I attended the CrossRef annual meeting yesterday (see previous post). It's the first time it's been held outside the USA and London was certainly a fitting venue. Hosted at One Great George Street just opposite the Treasury, it was very good day. Day 1 (which I didn't attend) was based upon technical sessions, whilst Day 2 gave an overview of current "status" and up and coming developments, followed by invited speakers in the afternoon. It was an excellent balance of presentations in a relaxed setting. All credit to CrossRef, they got the pitch just right.
So what is happening at CrossRef?? Well clearly the biggest service is as a clearinghouse for academic publishers to lodge DOIs... and they are very reasonable priced, but they are now starting to produce lots of value added services, which include:
- DOI Resolver: resolve a DOI to a landing page
- DOI Lookup: you know the reference but not the DOI (and the excellent Simple Text Query)
- CrossMark: soon to launch service identifying changes to the "status" of an article. Due to the nature of publisher, once a PDF is "published" it is a permanent record, but how do you inform readers of changes to the status of the article?? Corrections, addendum, erratum, letters etc?? Simple, more metadata linked to the article.
- CrossCheck: plagiarism detection service using the iParadigms service which also forms the TurnItIn service. Publishers need to submit the full text of all articles for this to be good.

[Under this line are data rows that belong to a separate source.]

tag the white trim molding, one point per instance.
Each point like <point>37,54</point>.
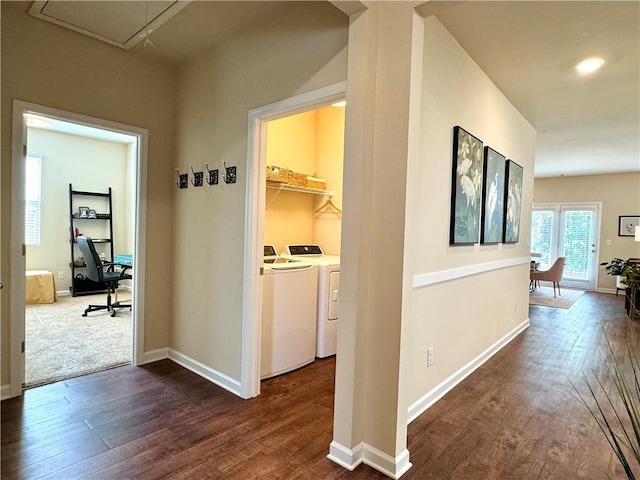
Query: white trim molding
<point>432,278</point>
<point>363,453</point>
<point>428,399</point>
<point>214,376</point>
<point>155,355</point>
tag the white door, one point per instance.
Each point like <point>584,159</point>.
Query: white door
<point>571,231</point>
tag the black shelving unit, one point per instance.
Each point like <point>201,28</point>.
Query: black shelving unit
<point>101,224</point>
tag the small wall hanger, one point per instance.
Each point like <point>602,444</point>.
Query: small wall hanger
<point>183,179</point>
<point>213,175</point>
<point>197,178</point>
<point>328,207</point>
<point>229,174</point>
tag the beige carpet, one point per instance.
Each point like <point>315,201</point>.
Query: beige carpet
<point>61,344</point>
<point>544,296</point>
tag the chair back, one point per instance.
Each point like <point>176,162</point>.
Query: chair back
<point>91,259</point>
<point>557,269</point>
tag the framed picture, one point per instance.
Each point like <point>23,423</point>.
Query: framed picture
<point>492,197</point>
<point>627,225</point>
<point>84,212</point>
<point>512,202</point>
<point>466,188</point>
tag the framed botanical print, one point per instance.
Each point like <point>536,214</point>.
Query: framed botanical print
<point>512,202</point>
<point>466,188</point>
<point>492,197</point>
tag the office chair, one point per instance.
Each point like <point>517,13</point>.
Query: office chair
<point>100,271</point>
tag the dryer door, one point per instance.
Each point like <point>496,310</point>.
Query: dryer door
<point>334,295</point>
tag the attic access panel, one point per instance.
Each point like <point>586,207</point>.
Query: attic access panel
<point>119,23</point>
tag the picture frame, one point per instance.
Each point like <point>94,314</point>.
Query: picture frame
<point>466,188</point>
<point>627,225</point>
<point>83,212</point>
<point>492,224</point>
<point>512,202</point>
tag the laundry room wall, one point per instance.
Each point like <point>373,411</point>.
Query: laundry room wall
<point>327,225</point>
<point>91,165</point>
<point>311,143</point>
<point>291,144</point>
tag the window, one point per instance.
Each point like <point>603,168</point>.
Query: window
<point>32,193</point>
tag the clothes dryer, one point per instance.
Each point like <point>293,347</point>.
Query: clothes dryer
<point>289,306</point>
<point>328,294</point>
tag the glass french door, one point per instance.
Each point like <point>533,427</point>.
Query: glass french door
<point>570,231</point>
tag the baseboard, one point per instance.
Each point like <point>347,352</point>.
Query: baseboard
<point>363,453</point>
<point>155,355</point>
<point>5,392</point>
<point>345,457</point>
<point>214,376</point>
<point>431,397</point>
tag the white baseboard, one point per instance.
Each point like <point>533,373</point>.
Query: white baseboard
<point>155,355</point>
<point>606,290</point>
<point>5,392</point>
<point>214,376</point>
<point>363,453</point>
<point>435,394</point>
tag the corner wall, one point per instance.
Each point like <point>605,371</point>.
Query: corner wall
<point>459,300</point>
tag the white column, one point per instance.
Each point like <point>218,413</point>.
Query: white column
<point>385,45</point>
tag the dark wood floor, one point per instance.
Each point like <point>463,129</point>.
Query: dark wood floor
<point>514,418</point>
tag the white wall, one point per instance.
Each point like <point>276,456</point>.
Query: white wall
<point>459,318</point>
<point>90,165</point>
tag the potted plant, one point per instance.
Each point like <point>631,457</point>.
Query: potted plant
<point>624,270</point>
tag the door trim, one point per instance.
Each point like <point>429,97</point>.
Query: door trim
<point>17,232</point>
<point>254,221</point>
<point>557,207</point>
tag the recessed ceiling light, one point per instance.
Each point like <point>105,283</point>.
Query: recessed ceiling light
<point>589,65</point>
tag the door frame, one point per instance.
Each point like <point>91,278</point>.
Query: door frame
<point>558,208</point>
<point>254,221</point>
<point>17,229</point>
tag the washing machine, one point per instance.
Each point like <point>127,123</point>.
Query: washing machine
<point>289,306</point>
<point>328,294</point>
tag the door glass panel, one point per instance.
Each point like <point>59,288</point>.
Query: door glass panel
<point>542,234</point>
<point>577,244</point>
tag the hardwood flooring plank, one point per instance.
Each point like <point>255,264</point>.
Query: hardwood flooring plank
<point>513,418</point>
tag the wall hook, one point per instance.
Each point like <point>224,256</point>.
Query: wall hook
<point>213,175</point>
<point>197,178</point>
<point>229,174</point>
<point>183,181</point>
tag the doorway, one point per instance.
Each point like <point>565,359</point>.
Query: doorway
<point>137,173</point>
<point>254,221</point>
<point>571,231</point>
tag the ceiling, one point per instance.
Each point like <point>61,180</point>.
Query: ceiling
<point>585,124</point>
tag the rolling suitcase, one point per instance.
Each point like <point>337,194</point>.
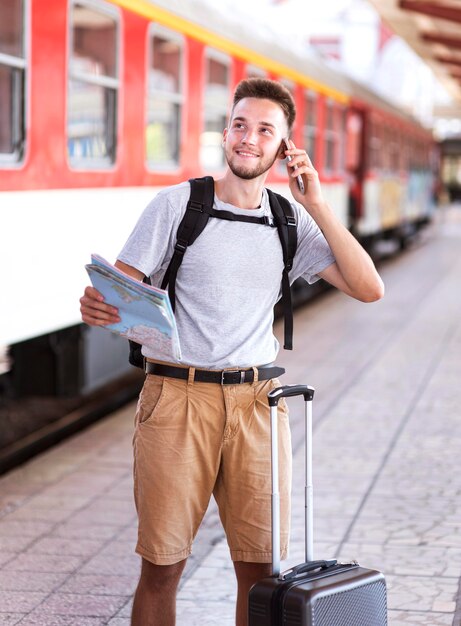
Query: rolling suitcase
<point>315,593</point>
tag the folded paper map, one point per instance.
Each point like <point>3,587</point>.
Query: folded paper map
<point>145,311</point>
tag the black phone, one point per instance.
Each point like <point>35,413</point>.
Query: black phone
<point>299,179</point>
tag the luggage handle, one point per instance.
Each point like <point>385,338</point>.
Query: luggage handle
<point>274,396</point>
<point>288,391</point>
<point>306,567</point>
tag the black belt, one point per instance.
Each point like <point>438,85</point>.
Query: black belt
<point>224,377</point>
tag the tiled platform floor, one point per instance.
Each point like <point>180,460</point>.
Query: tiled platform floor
<point>387,454</point>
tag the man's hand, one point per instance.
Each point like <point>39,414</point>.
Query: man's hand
<point>94,311</point>
<point>301,165</point>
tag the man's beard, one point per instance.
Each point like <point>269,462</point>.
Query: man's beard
<point>249,174</point>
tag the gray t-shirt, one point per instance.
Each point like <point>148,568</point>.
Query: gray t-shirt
<point>229,279</point>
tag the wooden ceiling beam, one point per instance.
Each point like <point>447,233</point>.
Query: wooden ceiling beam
<point>438,10</point>
<point>446,40</point>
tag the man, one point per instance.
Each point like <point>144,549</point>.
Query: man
<point>194,439</point>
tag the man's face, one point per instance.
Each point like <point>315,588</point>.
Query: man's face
<point>252,141</point>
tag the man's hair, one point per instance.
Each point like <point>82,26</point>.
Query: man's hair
<point>267,89</point>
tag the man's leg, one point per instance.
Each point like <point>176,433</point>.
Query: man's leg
<point>247,575</point>
<point>155,598</point>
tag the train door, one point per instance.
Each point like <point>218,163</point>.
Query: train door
<point>355,162</point>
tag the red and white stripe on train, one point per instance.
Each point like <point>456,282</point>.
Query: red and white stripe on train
<point>102,105</point>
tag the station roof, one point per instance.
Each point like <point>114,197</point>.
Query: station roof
<point>432,28</point>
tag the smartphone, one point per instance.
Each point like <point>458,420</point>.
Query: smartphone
<point>299,179</point>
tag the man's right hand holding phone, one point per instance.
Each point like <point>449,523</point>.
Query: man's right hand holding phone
<point>300,166</point>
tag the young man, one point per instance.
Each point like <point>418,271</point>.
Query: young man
<point>194,439</point>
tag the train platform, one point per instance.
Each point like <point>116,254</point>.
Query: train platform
<point>387,484</point>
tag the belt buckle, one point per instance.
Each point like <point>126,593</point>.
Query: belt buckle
<point>238,372</point>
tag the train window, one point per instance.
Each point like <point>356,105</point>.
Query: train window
<point>164,98</point>
<point>342,113</point>
<point>253,71</point>
<point>330,137</point>
<point>216,104</point>
<point>12,81</point>
<point>93,85</point>
<point>310,125</point>
<point>375,147</point>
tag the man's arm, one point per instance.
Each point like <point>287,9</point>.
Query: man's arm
<point>354,272</point>
<point>92,306</point>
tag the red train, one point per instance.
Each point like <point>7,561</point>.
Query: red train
<point>104,102</point>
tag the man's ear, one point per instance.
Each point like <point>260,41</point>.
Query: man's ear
<point>281,153</point>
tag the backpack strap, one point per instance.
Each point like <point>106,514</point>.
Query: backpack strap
<point>287,227</point>
<point>193,222</point>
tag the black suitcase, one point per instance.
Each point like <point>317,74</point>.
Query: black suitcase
<point>315,593</point>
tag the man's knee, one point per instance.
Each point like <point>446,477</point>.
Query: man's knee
<point>161,577</point>
<point>249,573</point>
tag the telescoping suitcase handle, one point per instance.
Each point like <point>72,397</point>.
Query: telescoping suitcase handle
<point>274,397</point>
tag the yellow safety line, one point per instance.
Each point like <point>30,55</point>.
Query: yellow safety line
<point>177,23</point>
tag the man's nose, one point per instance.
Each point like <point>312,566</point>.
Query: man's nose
<point>249,136</point>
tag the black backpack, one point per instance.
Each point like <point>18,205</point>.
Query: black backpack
<point>198,212</point>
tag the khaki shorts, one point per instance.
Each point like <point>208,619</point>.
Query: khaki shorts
<point>193,440</point>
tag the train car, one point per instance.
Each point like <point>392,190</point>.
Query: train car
<point>103,103</point>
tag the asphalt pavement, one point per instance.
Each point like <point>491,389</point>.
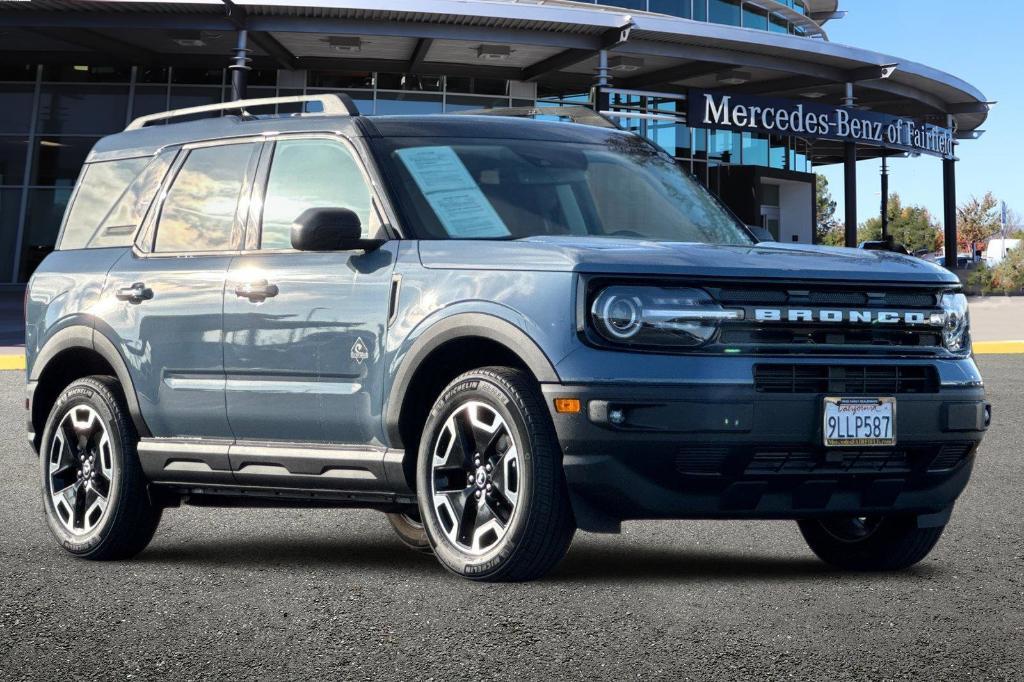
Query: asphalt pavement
<point>303,594</point>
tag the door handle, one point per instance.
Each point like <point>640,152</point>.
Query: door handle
<point>135,293</point>
<point>257,291</point>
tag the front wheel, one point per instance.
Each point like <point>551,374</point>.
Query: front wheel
<point>94,493</point>
<point>489,479</point>
<point>869,543</point>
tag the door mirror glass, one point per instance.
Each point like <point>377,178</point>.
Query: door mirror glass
<point>330,229</point>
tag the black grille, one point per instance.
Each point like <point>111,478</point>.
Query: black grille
<point>848,462</point>
<point>949,456</point>
<point>808,336</point>
<point>871,380</point>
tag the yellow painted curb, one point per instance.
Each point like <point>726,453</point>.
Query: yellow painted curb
<point>997,347</point>
<point>11,363</point>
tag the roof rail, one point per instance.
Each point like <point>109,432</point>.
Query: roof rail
<point>334,104</point>
<point>576,114</point>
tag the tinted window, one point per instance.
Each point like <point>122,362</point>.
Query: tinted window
<point>505,188</point>
<point>199,211</point>
<point>311,173</point>
<point>101,186</point>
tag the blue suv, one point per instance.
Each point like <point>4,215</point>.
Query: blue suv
<point>494,329</point>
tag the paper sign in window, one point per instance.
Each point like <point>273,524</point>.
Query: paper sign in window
<point>452,193</point>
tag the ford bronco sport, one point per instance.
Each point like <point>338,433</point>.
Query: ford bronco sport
<point>496,330</point>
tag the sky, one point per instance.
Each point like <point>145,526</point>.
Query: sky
<point>981,42</point>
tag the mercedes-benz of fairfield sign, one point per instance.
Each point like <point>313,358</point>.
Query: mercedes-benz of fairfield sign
<point>786,117</point>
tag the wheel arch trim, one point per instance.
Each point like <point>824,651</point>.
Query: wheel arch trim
<point>82,337</point>
<point>453,328</point>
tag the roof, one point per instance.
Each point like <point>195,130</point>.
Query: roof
<point>148,140</point>
<point>553,42</point>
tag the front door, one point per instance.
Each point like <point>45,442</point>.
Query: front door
<point>304,331</point>
<point>166,296</point>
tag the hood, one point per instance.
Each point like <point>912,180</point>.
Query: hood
<point>769,260</point>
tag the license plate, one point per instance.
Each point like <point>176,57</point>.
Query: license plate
<point>859,422</point>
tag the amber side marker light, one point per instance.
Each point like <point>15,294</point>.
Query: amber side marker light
<point>567,406</point>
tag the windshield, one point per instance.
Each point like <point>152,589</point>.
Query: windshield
<point>508,188</point>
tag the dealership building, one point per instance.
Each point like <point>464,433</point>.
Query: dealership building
<point>749,95</point>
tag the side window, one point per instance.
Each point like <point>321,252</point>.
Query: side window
<point>311,173</point>
<point>199,213</point>
<point>101,186</point>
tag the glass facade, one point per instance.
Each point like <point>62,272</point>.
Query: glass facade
<point>731,12</point>
<point>50,117</point>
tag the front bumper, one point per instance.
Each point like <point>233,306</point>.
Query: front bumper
<point>730,452</point>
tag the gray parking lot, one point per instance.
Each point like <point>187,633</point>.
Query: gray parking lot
<point>308,594</point>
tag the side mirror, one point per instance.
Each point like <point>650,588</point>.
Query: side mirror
<point>330,229</point>
<point>760,233</point>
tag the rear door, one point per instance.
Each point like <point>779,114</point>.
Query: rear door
<point>304,331</point>
<point>166,296</point>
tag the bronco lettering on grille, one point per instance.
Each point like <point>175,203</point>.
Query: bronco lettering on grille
<point>855,316</point>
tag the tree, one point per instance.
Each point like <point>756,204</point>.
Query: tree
<point>977,220</point>
<point>826,222</point>
<point>912,226</point>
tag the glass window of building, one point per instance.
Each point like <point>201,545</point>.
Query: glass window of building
<point>12,153</point>
<point>15,115</point>
<point>199,211</point>
<point>755,17</point>
<point>57,160</point>
<point>82,109</point>
<point>724,11</point>
<point>311,173</point>
<point>682,8</point>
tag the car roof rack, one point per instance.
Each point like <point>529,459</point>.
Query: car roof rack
<point>334,103</point>
<point>574,113</point>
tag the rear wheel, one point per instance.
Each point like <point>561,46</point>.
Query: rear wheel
<point>489,479</point>
<point>94,493</point>
<point>869,543</point>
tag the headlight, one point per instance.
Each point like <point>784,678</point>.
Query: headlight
<point>955,332</point>
<point>657,316</point>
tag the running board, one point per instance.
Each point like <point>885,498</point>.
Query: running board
<point>271,465</point>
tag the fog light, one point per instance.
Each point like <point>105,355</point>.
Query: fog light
<point>567,406</point>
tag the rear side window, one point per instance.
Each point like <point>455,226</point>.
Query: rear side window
<point>311,173</point>
<point>124,187</point>
<point>199,213</point>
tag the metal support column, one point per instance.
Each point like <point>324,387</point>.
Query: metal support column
<point>885,199</point>
<point>850,180</point>
<point>240,69</point>
<point>600,95</point>
<point>949,205</point>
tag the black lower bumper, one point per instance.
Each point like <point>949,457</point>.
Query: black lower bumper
<point>730,452</point>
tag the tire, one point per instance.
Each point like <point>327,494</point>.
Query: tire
<point>505,515</point>
<point>115,518</point>
<point>883,543</point>
<point>409,527</point>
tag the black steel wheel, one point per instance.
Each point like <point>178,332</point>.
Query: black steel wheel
<point>489,481</point>
<point>94,493</point>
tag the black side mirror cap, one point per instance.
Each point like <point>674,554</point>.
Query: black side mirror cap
<point>330,229</point>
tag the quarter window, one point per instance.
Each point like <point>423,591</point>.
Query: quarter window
<point>199,213</point>
<point>102,185</point>
<point>311,173</point>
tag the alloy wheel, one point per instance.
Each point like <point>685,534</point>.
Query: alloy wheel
<point>475,477</point>
<point>81,470</point>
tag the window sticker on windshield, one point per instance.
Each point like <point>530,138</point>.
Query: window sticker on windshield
<point>452,193</point>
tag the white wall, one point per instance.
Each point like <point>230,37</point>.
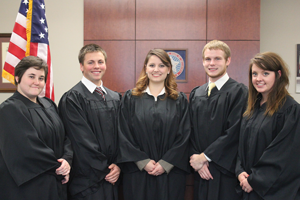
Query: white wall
<point>280,33</point>
<point>65,21</point>
<point>280,28</point>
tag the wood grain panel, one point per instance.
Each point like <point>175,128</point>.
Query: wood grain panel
<point>171,19</point>
<point>120,72</point>
<point>195,71</point>
<point>109,20</point>
<point>233,20</point>
<point>241,53</point>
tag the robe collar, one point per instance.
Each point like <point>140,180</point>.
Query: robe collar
<point>219,83</point>
<point>91,86</point>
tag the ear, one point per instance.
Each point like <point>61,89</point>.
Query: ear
<point>17,79</point>
<point>279,72</point>
<point>228,61</point>
<point>81,67</point>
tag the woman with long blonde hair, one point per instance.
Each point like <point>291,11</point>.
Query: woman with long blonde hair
<point>154,131</point>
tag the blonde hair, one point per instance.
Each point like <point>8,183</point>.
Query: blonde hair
<point>143,81</point>
<point>217,44</point>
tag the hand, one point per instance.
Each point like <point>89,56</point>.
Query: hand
<point>150,166</point>
<point>197,161</point>
<point>205,173</point>
<point>158,170</point>
<point>114,174</point>
<point>64,168</point>
<point>66,179</point>
<point>243,178</point>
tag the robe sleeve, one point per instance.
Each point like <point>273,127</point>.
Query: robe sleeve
<point>84,141</point>
<point>68,151</point>
<point>25,154</point>
<point>223,150</point>
<point>276,175</point>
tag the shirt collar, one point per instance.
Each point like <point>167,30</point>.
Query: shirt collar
<point>163,91</point>
<point>91,86</point>
<point>220,82</point>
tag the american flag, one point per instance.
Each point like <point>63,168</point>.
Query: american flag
<point>30,37</point>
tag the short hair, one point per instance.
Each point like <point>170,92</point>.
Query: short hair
<point>170,82</point>
<point>28,62</point>
<point>272,62</point>
<point>215,45</point>
<point>89,48</point>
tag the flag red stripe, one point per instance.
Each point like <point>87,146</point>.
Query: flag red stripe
<point>16,50</point>
<point>20,30</point>
<point>10,69</point>
<point>48,84</point>
<point>33,49</point>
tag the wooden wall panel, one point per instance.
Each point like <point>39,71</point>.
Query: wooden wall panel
<point>241,53</point>
<point>233,20</point>
<point>120,72</point>
<point>195,71</point>
<point>109,20</point>
<point>171,20</point>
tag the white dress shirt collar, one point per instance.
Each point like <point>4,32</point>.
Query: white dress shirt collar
<point>219,83</point>
<point>148,92</point>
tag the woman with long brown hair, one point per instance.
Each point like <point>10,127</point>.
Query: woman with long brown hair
<point>268,158</point>
<point>154,129</point>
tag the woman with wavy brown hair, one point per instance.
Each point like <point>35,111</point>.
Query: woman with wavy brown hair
<point>154,129</point>
<point>268,157</point>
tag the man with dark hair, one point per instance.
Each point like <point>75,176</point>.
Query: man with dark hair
<point>216,110</point>
<point>89,112</point>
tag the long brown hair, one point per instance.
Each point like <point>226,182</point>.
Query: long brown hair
<point>170,83</point>
<point>272,62</point>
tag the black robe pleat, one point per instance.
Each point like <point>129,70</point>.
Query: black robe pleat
<point>156,130</point>
<point>269,152</point>
<point>215,122</point>
<point>91,125</point>
<point>32,138</point>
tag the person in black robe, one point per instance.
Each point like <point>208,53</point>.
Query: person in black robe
<point>268,157</point>
<point>215,123</point>
<point>35,154</point>
<point>154,131</point>
<point>89,112</point>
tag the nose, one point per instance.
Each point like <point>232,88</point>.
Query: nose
<point>36,81</point>
<point>259,77</point>
<point>156,68</point>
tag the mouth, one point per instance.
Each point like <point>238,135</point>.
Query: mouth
<point>260,84</point>
<point>156,75</point>
<point>212,69</point>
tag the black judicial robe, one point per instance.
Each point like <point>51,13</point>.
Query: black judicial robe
<point>269,151</point>
<point>32,138</point>
<point>91,125</point>
<point>215,122</point>
<point>154,130</point>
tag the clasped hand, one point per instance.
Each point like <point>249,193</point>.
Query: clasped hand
<point>200,164</point>
<point>243,178</point>
<point>154,168</point>
<point>63,170</point>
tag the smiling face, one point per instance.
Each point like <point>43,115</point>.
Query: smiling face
<point>263,80</point>
<point>156,70</point>
<point>215,64</point>
<point>94,67</point>
<point>32,83</point>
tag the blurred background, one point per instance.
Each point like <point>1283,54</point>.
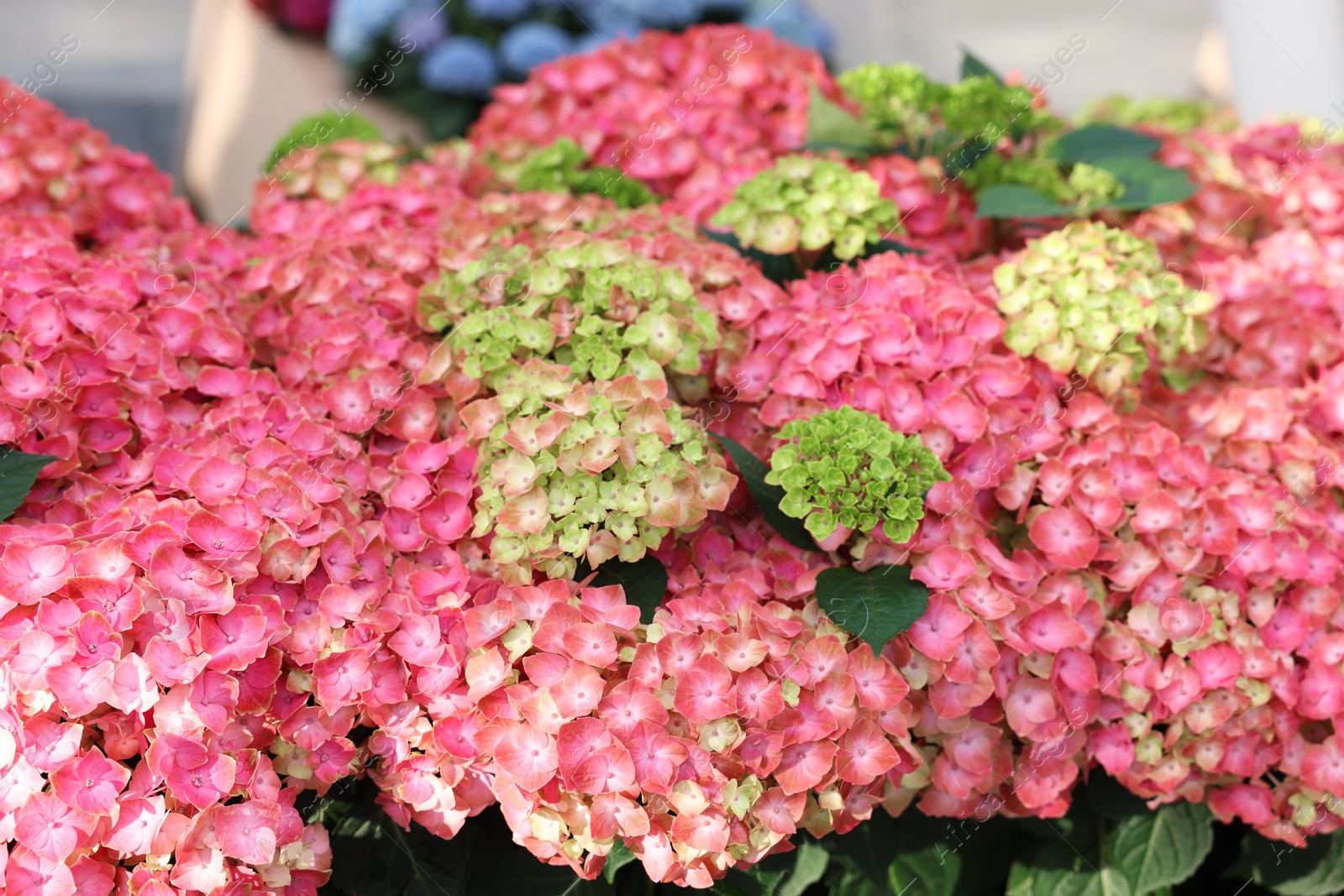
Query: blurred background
<point>207,86</point>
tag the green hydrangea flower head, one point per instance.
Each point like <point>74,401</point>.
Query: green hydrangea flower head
<point>905,107</point>
<point>595,470</point>
<point>564,168</point>
<point>1178,116</point>
<point>595,305</point>
<point>810,203</point>
<point>1095,298</point>
<point>324,128</point>
<point>848,469</point>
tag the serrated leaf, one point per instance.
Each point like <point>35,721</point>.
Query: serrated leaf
<point>1147,183</point>
<point>18,473</point>
<point>832,127</point>
<point>1163,848</point>
<point>1316,869</point>
<point>1095,143</point>
<point>927,872</point>
<point>644,580</point>
<point>974,66</point>
<point>808,868</point>
<point>616,860</point>
<point>1030,880</point>
<point>779,269</point>
<point>877,605</point>
<point>768,497</point>
<point>371,856</point>
<point>319,129</point>
<point>1015,201</point>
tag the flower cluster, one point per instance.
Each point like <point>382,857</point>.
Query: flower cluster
<point>902,105</point>
<point>596,305</point>
<point>846,469</point>
<point>1095,298</point>
<point>701,741</point>
<point>672,110</point>
<point>304,16</point>
<point>564,168</point>
<point>53,163</point>
<point>597,470</point>
<point>808,204</point>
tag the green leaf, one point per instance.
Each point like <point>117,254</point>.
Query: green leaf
<point>1102,141</point>
<point>1163,848</point>
<point>645,582</point>
<point>18,473</point>
<point>808,868</point>
<point>1317,869</point>
<point>1014,201</point>
<point>768,497</point>
<point>1147,183</point>
<point>320,129</point>
<point>877,605</point>
<point>974,66</point>
<point>1030,880</point>
<point>616,860</point>
<point>831,127</point>
<point>929,872</point>
<point>779,269</point>
<point>371,856</point>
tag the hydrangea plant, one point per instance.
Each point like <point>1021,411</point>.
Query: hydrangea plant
<point>848,469</point>
<point>1095,298</point>
<point>596,470</point>
<point>810,203</point>
<point>595,305</point>
<point>902,105</point>
<point>564,168</point>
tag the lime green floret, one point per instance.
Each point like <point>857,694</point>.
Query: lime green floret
<point>810,203</point>
<point>1095,298</point>
<point>595,305</point>
<point>847,468</point>
<point>902,105</point>
<point>564,168</point>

- Cited-By Linking: count the number of citations any article receive. In an academic world which success is (at least in part) measured by the number of citations this is a service that aims to "compete" with Scopus and Web of Knowledge. It is a different service though and again relies upon publishers to deposit all there metadata correctly. So it really sits between Scopus, Web of Knowledge and other citation services. The big benefit being that it counts citations to all DOIs... so content not indexed by Web of Knowledge (e.g. data, books) or in places where there is no Impact Factor will be counted. Very useful!! Publishers need to deposits all references in all articles: a lot more work for small publishers!!
- ORCID: this links very closely to the previous item. ORCID is an open version of ResearcherID and intends to provide researchers worldwide with a single ID which could be used by institutions and funders to identify individuals and their outputs. They are finalising the funding model and setup and have a beta underway based upon the ResearcherID setup.
- CrossRef Labs: experimental work at CrossRef, including interesting items such as encoding DOIs as QR codes, TOI DOIs (tiny DOIs for tweeting etc), metadata search, PDFStamp and PDFMark. All interesting and useful.